52 Crows - Flash Fiction




Crow World
By Cath Barton @CathBarton1

With a final stab, the crow got hold of a long strand of sinew, drew it up and carried it away. It flew out behind him like a red flag, its ghastliness too far away for the watchers to make out. The new year’s day was as if it were the first, the world a scrubbed blank canvas on which to draw afresh. The two men, who had stood for a moment watching the dark of the bird against the icy pale of the morning sky, rubbed their hands.

“Too cold to stand here,” said the one, pulling his hat down over his ears and looking up at the clouds scudding above the hill “Let’s get up there. Before.”

If he said more the wind whipped away his words. He strode out and the other followed. Both had their heads down. They were intent on reaching the summit. It was, from one to the other, a dare, the sort that men make without regard for the consequences. Behind them, unseen by either, three more crows descended to the place the solitary eater had left.

In the valley the woman had stoked the fire. The smoke from the damp peat made her cough. She drew the pot down; the soup would simmer the day long until her man returned. She threw in the few vegetables she had. There was no meat, hadn’t been for a month now. She wasn’t like the crow; wouldn’t pick up something killed by another. She went to the door, looked up at the hillside.

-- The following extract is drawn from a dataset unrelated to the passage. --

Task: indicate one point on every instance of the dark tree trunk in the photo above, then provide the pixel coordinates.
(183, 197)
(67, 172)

Her eyes were still sharp; she could pick up the movement of a rabbit in the dead bracken. But there was no ripple of beast or man on the brown curve of the hill, only the downward flight of the three crows. And they and their judgements were not her business. She closed the door against them and took up her pen. It was her time to write, the annual attempt, the record in case he returned.

It had been nine years since he’d gone up the hill with nothing but his ordinary clothes. For all they knew a crow might have pecked his eyes, but crows don’t eat bones and the search had been thorough, the men beating the bracken and the heather for all the days of a week, covering the width and the depth of the valley.

“You’ll be careful,” she’d said to her man that morning, as he and the other stood on the door mat, as if waiting for her permission. He wouldn’t meet her eye. And they’d left, between two blinks of an eye. There. And then not there.

The commotion outside distracted her from her writing. Crows cawing. It felt as if the world belonged to them more than to men, these days. Then the bang against the window. She stared at the smear of blood, her hands grasping the table, her breath coming in gasps. To the door, flinging it wide. On the step the dead bird. The three flapping into the distance. Their cries of triumph.

Her man and the other had reached the summit, heard from there the noise of the attack down by the house, but couldn’t see it. Or see the woman come out. See her dart into the bracken.

When they got back the house was dark and the fire had all but gone out. They searched, but their hearts told them the truth. And the one cursed the other for the dare, himself for accepting it and the crows for their part in the ills of the world.